How Supercomputers Are Changing Biology

5 min readAug 26, 2021

In a previous blog post, we talked about Molecular Dynamics Simulations (MDS) and their role in the biotechnology industry, such as structure-based drug design. MDS are the closest thing we have to replicate the flexibility and conformational changes proteins (as well as other molecules) undergo when performing their function, such as interacting with other molecules. In order to capture all of the dynamics involved, however, we require very powerful tools that can perform massive amounts of calculations in a feasible time period.

Some say that two heads are better than one. Supercomputers, simply put, are just a cluster of many computers which work together as a single unit by each doing their own tasks to complete an overall project. Each computer is referred to as a node and these nodes are made up of similar components as your desktop or laptop. Since computers can only perform actions one at a time, a supercomputer uses its nodes to perform simultaneous tasks on its large number of processors. Supercomputers are used everywhere: in physics, meteorology, biology, and practically every other field of science.
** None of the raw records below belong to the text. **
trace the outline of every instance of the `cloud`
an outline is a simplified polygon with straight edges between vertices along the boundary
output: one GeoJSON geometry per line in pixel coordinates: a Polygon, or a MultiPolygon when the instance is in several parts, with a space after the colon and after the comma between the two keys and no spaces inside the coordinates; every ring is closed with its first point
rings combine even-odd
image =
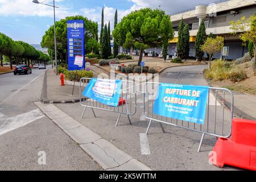
{"type": "MultiPolygon", "coordinates": [[[[63,0],[55,0],[61,2],[63,0]]],[[[64,18],[67,16],[77,14],[70,12],[70,9],[66,7],[60,6],[55,11],[57,18],[64,18]]],[[[22,15],[24,16],[53,16],[52,7],[48,6],[35,4],[31,0],[0,0],[0,15],[22,15]]]]}

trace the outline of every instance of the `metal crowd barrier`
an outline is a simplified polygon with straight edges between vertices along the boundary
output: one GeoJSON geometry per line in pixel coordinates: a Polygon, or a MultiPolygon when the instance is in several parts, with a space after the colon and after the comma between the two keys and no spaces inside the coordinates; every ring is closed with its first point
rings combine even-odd
{"type": "Polygon", "coordinates": [[[205,134],[221,138],[231,136],[231,127],[233,117],[234,96],[232,92],[225,88],[210,87],[208,97],[205,122],[203,125],[188,122],[154,114],[154,104],[157,97],[160,83],[148,82],[144,84],[144,114],[150,123],[146,134],[147,134],[152,121],[159,122],[163,132],[164,130],[162,123],[202,133],[197,151],[200,152],[205,134]],[[229,94],[227,96],[226,94],[229,94]],[[228,97],[229,96],[229,97],[228,97]],[[218,99],[217,99],[218,98],[218,99]],[[226,109],[226,100],[230,103],[230,110],[226,109]],[[220,103],[218,100],[221,102],[220,103]]]}
{"type": "Polygon", "coordinates": [[[115,123],[116,126],[118,124],[121,114],[126,115],[130,124],[131,124],[130,116],[134,115],[136,113],[137,95],[136,87],[134,86],[134,82],[131,81],[122,80],[120,97],[125,100],[126,102],[125,104],[122,104],[118,107],[114,107],[103,104],[82,96],[82,91],[91,79],[91,78],[81,78],[80,81],[80,102],[84,107],[81,118],[82,118],[84,117],[86,109],[89,107],[92,109],[94,117],[96,117],[96,115],[94,109],[118,113],[118,117],[115,123]]]}

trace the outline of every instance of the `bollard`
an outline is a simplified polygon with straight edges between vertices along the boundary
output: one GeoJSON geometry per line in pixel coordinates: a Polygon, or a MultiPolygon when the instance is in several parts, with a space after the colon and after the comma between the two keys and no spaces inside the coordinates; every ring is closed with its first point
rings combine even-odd
{"type": "Polygon", "coordinates": [[[60,85],[62,85],[62,86],[64,85],[64,74],[63,73],[60,73],[60,85]]]}

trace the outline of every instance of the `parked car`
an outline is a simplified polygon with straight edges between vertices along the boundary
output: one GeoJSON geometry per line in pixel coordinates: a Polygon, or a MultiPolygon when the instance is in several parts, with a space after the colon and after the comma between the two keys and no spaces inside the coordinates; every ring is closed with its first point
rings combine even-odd
{"type": "Polygon", "coordinates": [[[39,69],[46,69],[46,65],[44,64],[39,64],[39,67],[38,68],[39,68],[39,69]]]}
{"type": "Polygon", "coordinates": [[[14,75],[24,73],[25,75],[27,75],[28,73],[32,73],[32,69],[30,68],[28,65],[17,65],[14,68],[13,73],[14,75]]]}

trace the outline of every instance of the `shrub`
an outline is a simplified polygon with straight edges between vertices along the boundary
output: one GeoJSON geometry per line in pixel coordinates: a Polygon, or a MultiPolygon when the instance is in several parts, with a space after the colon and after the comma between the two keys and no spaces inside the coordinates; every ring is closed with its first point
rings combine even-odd
{"type": "Polygon", "coordinates": [[[151,73],[151,74],[155,74],[155,68],[150,68],[148,69],[148,73],[151,73]]]}
{"type": "Polygon", "coordinates": [[[131,73],[133,72],[133,69],[130,67],[125,67],[125,72],[126,73],[129,74],[129,73],[131,73]]]}
{"type": "Polygon", "coordinates": [[[92,78],[93,76],[93,73],[92,71],[78,71],[76,75],[75,71],[65,71],[64,73],[65,78],[71,81],[79,81],[81,78],[92,78]]]}
{"type": "Polygon", "coordinates": [[[143,72],[144,73],[147,73],[148,72],[149,67],[148,66],[144,66],[143,68],[142,68],[143,72]]]}
{"type": "Polygon", "coordinates": [[[122,73],[125,73],[125,67],[122,67],[121,68],[121,72],[122,73]]]}
{"type": "Polygon", "coordinates": [[[67,69],[64,67],[57,67],[57,72],[58,73],[64,73],[64,71],[66,70],[67,70],[67,69]]]}
{"type": "Polygon", "coordinates": [[[181,60],[179,58],[175,58],[175,59],[172,60],[171,62],[174,63],[183,63],[183,62],[182,62],[181,60]]]}
{"type": "Polygon", "coordinates": [[[88,54],[85,55],[88,58],[101,58],[101,55],[96,54],[88,54]]]}
{"type": "Polygon", "coordinates": [[[131,68],[131,69],[134,69],[134,67],[138,66],[138,64],[128,64],[128,67],[130,67],[131,68]]]}
{"type": "Polygon", "coordinates": [[[133,70],[135,73],[141,73],[141,67],[140,66],[136,66],[134,67],[133,70]]]}
{"type": "Polygon", "coordinates": [[[247,78],[246,73],[245,70],[240,69],[236,72],[233,72],[230,75],[230,81],[233,82],[245,80],[247,78]]]}
{"type": "Polygon", "coordinates": [[[98,64],[100,66],[104,66],[106,65],[109,65],[110,62],[113,62],[114,64],[120,64],[120,62],[117,59],[102,59],[98,61],[98,64]]]}
{"type": "Polygon", "coordinates": [[[118,59],[132,59],[132,57],[130,55],[126,55],[125,54],[118,55],[116,57],[118,59]]]}

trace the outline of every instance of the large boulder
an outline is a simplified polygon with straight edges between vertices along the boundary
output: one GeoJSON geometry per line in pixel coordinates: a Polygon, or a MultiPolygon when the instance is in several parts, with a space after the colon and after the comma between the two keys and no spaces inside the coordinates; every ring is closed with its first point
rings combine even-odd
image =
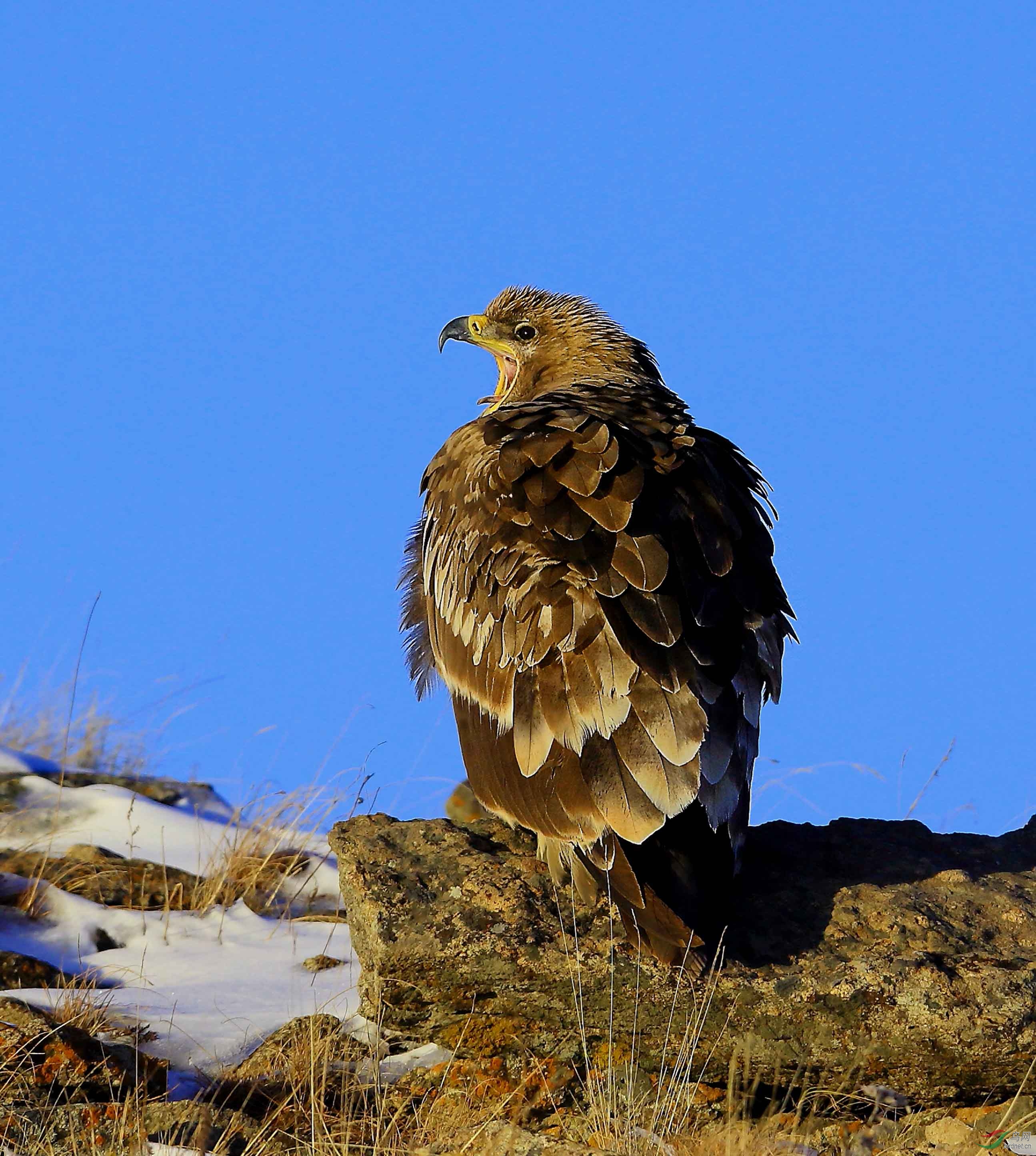
{"type": "Polygon", "coordinates": [[[651,1079],[697,1037],[726,1087],[883,1084],[925,1104],[1016,1091],[1036,1047],[1036,821],[991,838],[917,822],[750,832],[711,978],[639,956],[607,903],[556,890],[494,821],[335,825],[367,1013],[461,1055],[651,1079]]]}

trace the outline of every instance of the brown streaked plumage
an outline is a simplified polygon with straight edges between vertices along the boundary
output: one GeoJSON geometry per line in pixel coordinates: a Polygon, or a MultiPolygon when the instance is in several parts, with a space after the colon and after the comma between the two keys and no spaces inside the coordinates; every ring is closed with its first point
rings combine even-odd
{"type": "Polygon", "coordinates": [[[726,922],[794,637],[765,482],[580,297],[505,289],[450,339],[498,379],[424,473],[402,578],[419,695],[445,682],[479,801],[680,962],[726,922]]]}

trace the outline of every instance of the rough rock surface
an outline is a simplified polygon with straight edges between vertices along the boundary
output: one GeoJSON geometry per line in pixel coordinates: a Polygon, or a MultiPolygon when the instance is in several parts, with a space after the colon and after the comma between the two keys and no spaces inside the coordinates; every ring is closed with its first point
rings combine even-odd
{"type": "Polygon", "coordinates": [[[0,988],[3,991],[13,987],[65,987],[69,979],[64,971],[44,959],[20,951],[0,951],[0,988]]]}
{"type": "Polygon", "coordinates": [[[27,880],[43,879],[91,903],[145,911],[165,906],[182,911],[192,906],[201,887],[201,880],[190,872],[147,859],[126,859],[114,851],[84,844],[75,844],[54,858],[36,851],[0,851],[0,872],[27,880]]]}
{"type": "Polygon", "coordinates": [[[592,1064],[635,1047],[651,1073],[704,1009],[706,1083],[733,1068],[935,1105],[1012,1095],[1036,1048],[1036,820],[997,838],[753,829],[711,999],[613,936],[605,903],[556,894],[524,832],[370,815],[331,845],[368,1013],[461,1055],[592,1064]]]}

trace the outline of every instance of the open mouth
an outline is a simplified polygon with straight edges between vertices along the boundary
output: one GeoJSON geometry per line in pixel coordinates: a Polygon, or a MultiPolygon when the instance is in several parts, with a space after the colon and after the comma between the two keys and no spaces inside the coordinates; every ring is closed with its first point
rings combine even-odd
{"type": "Polygon", "coordinates": [[[498,353],[494,353],[493,356],[496,358],[496,368],[500,370],[500,377],[496,381],[496,392],[489,398],[479,398],[480,406],[490,401],[495,401],[500,405],[508,395],[511,386],[515,384],[515,378],[518,377],[518,362],[515,361],[513,357],[498,353]]]}

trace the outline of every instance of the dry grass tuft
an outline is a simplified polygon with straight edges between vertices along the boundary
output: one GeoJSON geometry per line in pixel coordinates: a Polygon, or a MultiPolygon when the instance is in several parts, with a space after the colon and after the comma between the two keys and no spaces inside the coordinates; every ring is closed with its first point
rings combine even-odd
{"type": "Polygon", "coordinates": [[[332,781],[253,798],[228,824],[190,907],[204,913],[245,899],[260,914],[308,913],[313,874],[328,853],[323,832],[331,816],[355,813],[360,791],[332,781]]]}
{"type": "Polygon", "coordinates": [[[95,694],[68,721],[71,687],[37,702],[17,697],[20,679],[0,698],[0,747],[30,750],[66,766],[135,778],[148,764],[146,736],[132,732],[95,694]],[[66,742],[67,729],[67,742],[66,742]],[[66,750],[67,748],[67,750],[66,750]]]}

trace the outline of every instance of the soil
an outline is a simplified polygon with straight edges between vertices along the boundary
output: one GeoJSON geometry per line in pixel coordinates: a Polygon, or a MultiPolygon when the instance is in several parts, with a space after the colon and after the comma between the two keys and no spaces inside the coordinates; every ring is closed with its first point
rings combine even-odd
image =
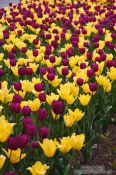
{"type": "MultiPolygon", "coordinates": [[[[98,140],[91,160],[83,163],[82,170],[80,175],[116,175],[116,124],[109,125],[106,133],[98,140]]],[[[74,170],[73,175],[78,174],[74,170]]]]}

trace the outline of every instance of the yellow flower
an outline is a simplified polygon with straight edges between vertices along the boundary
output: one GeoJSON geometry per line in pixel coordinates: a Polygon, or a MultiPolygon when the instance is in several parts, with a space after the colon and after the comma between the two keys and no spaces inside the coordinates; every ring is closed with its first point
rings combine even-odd
{"type": "Polygon", "coordinates": [[[73,112],[71,109],[69,109],[68,112],[69,112],[70,115],[72,115],[72,116],[74,117],[75,122],[78,122],[79,120],[81,120],[82,117],[83,117],[84,114],[85,114],[84,112],[82,112],[82,111],[79,110],[78,108],[76,108],[76,109],[74,110],[74,112],[73,112]]]}
{"type": "Polygon", "coordinates": [[[5,160],[6,160],[6,157],[4,155],[0,155],[0,170],[3,167],[5,160]]]}
{"type": "Polygon", "coordinates": [[[5,116],[0,117],[0,142],[6,142],[13,132],[15,123],[9,123],[5,116]]]}
{"type": "Polygon", "coordinates": [[[114,81],[116,80],[116,68],[111,68],[109,72],[107,72],[107,75],[109,76],[109,78],[114,81]]]}
{"type": "Polygon", "coordinates": [[[61,139],[61,143],[58,145],[58,148],[63,154],[68,153],[72,148],[70,137],[63,137],[61,139]]]}
{"type": "Polygon", "coordinates": [[[85,83],[83,86],[82,86],[82,89],[85,93],[90,93],[90,89],[89,89],[89,85],[87,83],[85,83]]]}
{"type": "Polygon", "coordinates": [[[84,146],[85,135],[80,134],[76,135],[75,133],[71,136],[71,146],[73,149],[80,151],[84,146]]]}
{"type": "Polygon", "coordinates": [[[55,155],[57,145],[58,145],[58,142],[56,139],[54,139],[54,140],[44,139],[43,144],[40,142],[39,142],[39,144],[40,144],[42,150],[44,151],[44,154],[47,157],[53,157],[55,155]]]}
{"type": "Polygon", "coordinates": [[[79,101],[83,106],[87,106],[90,99],[91,99],[91,95],[89,95],[89,94],[87,94],[87,95],[80,94],[80,96],[79,96],[79,101]]]}
{"type": "Polygon", "coordinates": [[[64,123],[65,123],[66,127],[68,127],[68,128],[72,127],[73,124],[75,123],[74,116],[69,115],[69,114],[64,115],[64,123]]]}
{"type": "Polygon", "coordinates": [[[0,106],[0,113],[2,112],[3,106],[0,106]]]}
{"type": "Polygon", "coordinates": [[[10,162],[12,164],[16,164],[20,162],[21,159],[25,158],[26,153],[21,154],[21,149],[18,148],[17,150],[10,150],[8,149],[8,152],[3,149],[3,151],[6,153],[7,157],[10,159],[10,162]]]}
{"type": "Polygon", "coordinates": [[[4,57],[4,54],[3,53],[0,53],[0,61],[3,60],[3,57],[4,57]]]}
{"type": "Polygon", "coordinates": [[[61,78],[58,79],[58,77],[56,76],[55,79],[53,81],[51,81],[50,83],[53,87],[57,87],[61,83],[61,81],[62,81],[62,79],[61,78]]]}
{"type": "Polygon", "coordinates": [[[111,91],[112,85],[111,85],[110,79],[107,78],[107,77],[105,77],[103,79],[103,88],[104,88],[105,92],[110,92],[111,91]]]}
{"type": "Polygon", "coordinates": [[[42,164],[40,161],[36,162],[32,167],[27,168],[32,175],[45,175],[49,166],[42,164]]]}
{"type": "Polygon", "coordinates": [[[51,93],[51,95],[47,95],[47,96],[46,96],[46,100],[47,100],[47,103],[48,103],[49,105],[52,104],[53,100],[58,100],[58,99],[59,99],[59,95],[56,95],[56,94],[54,94],[54,93],[51,93]]]}

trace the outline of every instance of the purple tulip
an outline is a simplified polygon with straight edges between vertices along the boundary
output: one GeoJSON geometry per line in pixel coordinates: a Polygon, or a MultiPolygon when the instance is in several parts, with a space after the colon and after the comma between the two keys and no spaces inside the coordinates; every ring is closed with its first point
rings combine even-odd
{"type": "Polygon", "coordinates": [[[41,138],[47,138],[49,135],[49,129],[47,127],[44,127],[44,128],[40,128],[39,129],[39,136],[41,138]]]}
{"type": "Polygon", "coordinates": [[[60,100],[54,100],[52,102],[52,110],[56,115],[59,115],[63,112],[63,102],[60,100]]]}
{"type": "Polygon", "coordinates": [[[47,110],[45,108],[40,108],[37,112],[37,118],[40,121],[44,121],[47,118],[47,110]]]}

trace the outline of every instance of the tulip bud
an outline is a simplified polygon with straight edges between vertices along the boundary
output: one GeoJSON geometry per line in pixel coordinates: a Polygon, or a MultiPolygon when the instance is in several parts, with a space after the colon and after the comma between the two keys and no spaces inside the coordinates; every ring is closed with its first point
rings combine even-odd
{"type": "Polygon", "coordinates": [[[63,67],[62,68],[62,75],[66,76],[66,75],[68,75],[68,73],[69,73],[68,67],[63,67]]]}
{"type": "Polygon", "coordinates": [[[24,106],[22,108],[22,115],[27,116],[31,114],[31,109],[29,106],[24,106]]]}
{"type": "Polygon", "coordinates": [[[54,100],[52,102],[52,110],[56,115],[61,114],[63,111],[63,102],[60,100],[54,100]]]}
{"type": "Polygon", "coordinates": [[[29,143],[29,136],[25,134],[16,137],[18,148],[26,148],[29,143]]]}
{"type": "Polygon", "coordinates": [[[92,92],[95,92],[96,90],[97,90],[97,84],[95,84],[95,83],[90,83],[89,84],[89,89],[90,89],[90,91],[92,91],[92,92]]]}
{"type": "Polygon", "coordinates": [[[44,121],[47,118],[47,110],[45,108],[40,108],[37,112],[37,117],[40,121],[44,121]]]}
{"type": "Polygon", "coordinates": [[[15,82],[14,88],[16,91],[20,91],[22,89],[22,84],[20,82],[15,82]]]}
{"type": "Polygon", "coordinates": [[[8,149],[11,149],[11,150],[16,150],[18,148],[17,140],[15,137],[10,137],[7,140],[7,147],[8,149]]]}
{"type": "Polygon", "coordinates": [[[37,84],[35,84],[34,88],[37,92],[41,92],[41,91],[44,90],[44,84],[43,83],[37,83],[37,84]]]}
{"type": "Polygon", "coordinates": [[[77,84],[78,84],[79,86],[82,86],[83,83],[84,83],[84,80],[83,80],[82,78],[78,78],[78,79],[77,79],[77,84]]]}
{"type": "Polygon", "coordinates": [[[39,147],[39,143],[37,141],[32,141],[31,145],[33,148],[38,148],[39,147]]]}
{"type": "Polygon", "coordinates": [[[25,133],[30,137],[34,137],[37,135],[37,126],[35,124],[27,124],[25,127],[25,133]]]}
{"type": "Polygon", "coordinates": [[[47,127],[39,129],[39,136],[41,138],[46,138],[46,137],[48,137],[48,135],[49,135],[49,129],[47,127]]]}
{"type": "Polygon", "coordinates": [[[39,97],[39,100],[41,102],[45,102],[46,101],[46,93],[45,92],[40,93],[38,97],[39,97]]]}
{"type": "Polygon", "coordinates": [[[93,77],[93,75],[94,75],[94,71],[93,71],[92,69],[87,70],[87,76],[88,76],[89,78],[93,77]]]}

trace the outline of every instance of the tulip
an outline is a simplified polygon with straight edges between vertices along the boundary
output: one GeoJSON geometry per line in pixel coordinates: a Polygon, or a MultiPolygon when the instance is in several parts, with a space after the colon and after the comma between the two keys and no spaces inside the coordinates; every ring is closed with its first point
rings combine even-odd
{"type": "Polygon", "coordinates": [[[22,89],[22,84],[20,82],[15,82],[14,88],[16,91],[20,91],[22,89]]]}
{"type": "Polygon", "coordinates": [[[42,164],[41,162],[36,162],[32,167],[27,168],[32,175],[45,175],[49,166],[42,164]]]}
{"type": "Polygon", "coordinates": [[[39,147],[39,143],[37,141],[32,141],[31,145],[33,148],[38,148],[39,147]]]}
{"type": "Polygon", "coordinates": [[[63,154],[68,153],[72,148],[70,137],[63,137],[60,141],[61,143],[58,144],[58,148],[63,154]]]}
{"type": "Polygon", "coordinates": [[[42,148],[42,150],[44,151],[44,154],[47,157],[53,157],[55,155],[56,149],[57,149],[57,145],[58,142],[55,140],[49,140],[49,139],[44,139],[43,143],[40,143],[40,146],[42,148]]]}
{"type": "Polygon", "coordinates": [[[64,115],[64,123],[66,127],[70,128],[75,123],[75,118],[73,117],[73,115],[64,115]]]}
{"type": "Polygon", "coordinates": [[[47,118],[47,110],[44,108],[40,108],[37,112],[37,117],[40,121],[44,121],[47,118]]]}
{"type": "Polygon", "coordinates": [[[84,83],[84,80],[83,80],[82,78],[78,78],[78,79],[77,79],[77,84],[78,84],[79,86],[82,86],[83,83],[84,83]]]}
{"type": "Polygon", "coordinates": [[[15,137],[10,137],[7,141],[7,147],[11,150],[16,150],[18,148],[17,140],[15,137]]]}
{"type": "Polygon", "coordinates": [[[90,83],[89,84],[89,88],[90,88],[90,90],[92,91],[92,92],[95,92],[96,90],[97,90],[97,84],[95,84],[95,83],[90,83]]]}
{"type": "Polygon", "coordinates": [[[0,170],[2,169],[5,161],[6,161],[6,157],[4,155],[0,155],[0,170]]]}
{"type": "Polygon", "coordinates": [[[29,106],[24,106],[24,107],[22,108],[22,115],[28,116],[28,115],[30,115],[30,114],[31,114],[31,109],[30,109],[30,107],[29,107],[29,106]]]}
{"type": "Polygon", "coordinates": [[[44,84],[43,83],[35,84],[34,88],[37,92],[41,92],[44,90],[44,84]]]}
{"type": "Polygon", "coordinates": [[[45,102],[46,101],[46,93],[45,92],[40,93],[38,97],[39,97],[39,100],[41,102],[45,102]]]}
{"type": "Polygon", "coordinates": [[[40,128],[39,129],[39,136],[41,138],[47,138],[48,137],[48,134],[49,134],[49,129],[47,127],[40,128]]]}
{"type": "Polygon", "coordinates": [[[30,137],[34,137],[37,135],[37,126],[35,124],[26,124],[25,133],[30,137]]]}
{"type": "Polygon", "coordinates": [[[87,106],[89,101],[91,99],[91,96],[89,94],[85,95],[85,94],[80,94],[79,96],[79,101],[83,106],[87,106]]]}
{"type": "Polygon", "coordinates": [[[9,171],[9,172],[6,172],[5,175],[17,175],[17,174],[13,171],[9,171]]]}
{"type": "Polygon", "coordinates": [[[5,149],[3,149],[3,151],[5,152],[7,157],[10,159],[10,162],[12,164],[16,164],[26,157],[25,153],[21,154],[20,148],[18,148],[17,150],[8,149],[8,152],[5,149]]]}
{"type": "Polygon", "coordinates": [[[54,114],[56,114],[56,115],[61,114],[63,111],[63,102],[60,100],[57,100],[57,101],[54,100],[52,102],[52,110],[53,110],[54,114]]]}
{"type": "Polygon", "coordinates": [[[15,123],[9,123],[4,116],[0,117],[0,142],[6,142],[13,132],[15,123]]]}
{"type": "Polygon", "coordinates": [[[84,141],[85,141],[84,134],[76,135],[75,133],[73,133],[70,138],[70,144],[72,148],[77,151],[80,151],[82,149],[82,147],[84,146],[84,141]]]}
{"type": "Polygon", "coordinates": [[[18,135],[16,137],[16,141],[17,141],[18,148],[25,148],[28,145],[29,136],[24,134],[18,135]]]}

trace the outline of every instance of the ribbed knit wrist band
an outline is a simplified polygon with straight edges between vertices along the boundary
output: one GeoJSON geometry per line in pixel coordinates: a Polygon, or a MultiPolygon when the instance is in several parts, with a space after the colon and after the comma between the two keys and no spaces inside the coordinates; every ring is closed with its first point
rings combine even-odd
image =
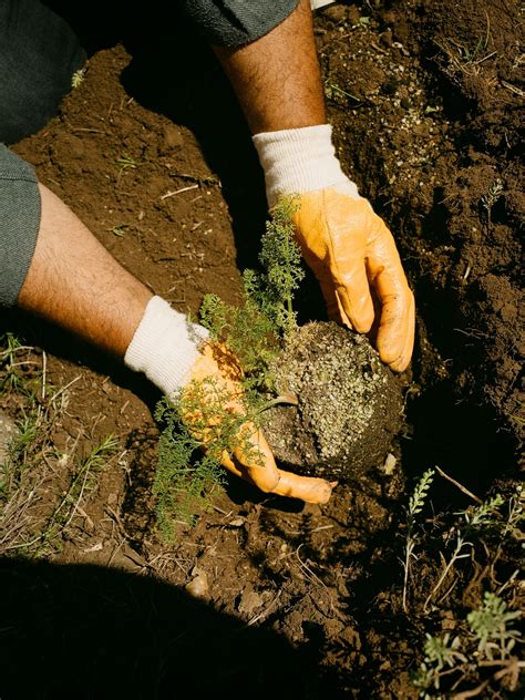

One example would be the National Weather Service’s supercomputer, which takes in observational data from many data-collecting tools (e.g. satellites, weather balloons) to help predict the weather and make accurate forecasts [1].

A supercomputer’s “power” is measured in floating-point operations per second or FLOPS. For context, one of the first supercomputers (CDC 6600 in 1964) was able to perform one million floating-point operations per second or a performance in the megaFLOP range [2]. By the 1990s, we reached gigaFLOP performance (1000x better). Nowadays, the fastest supercomputers can achieve performance of petaFLOPS which, compared to megaFLOPS, is a performance improvement of 1 billion in about 60 years. Fugaku is considered the fastest supercomputer in the world, located in Japan, it has a performance of 442 petaFLOPS. The runner-up, Summit (located in Oak Ridge National Laboratory), can achieve 148 petaFLOPS, about three-times less than Fugaku [3]. Improvements occur every year, in both hardware and software, and many scientists take advantage of these incredible tools.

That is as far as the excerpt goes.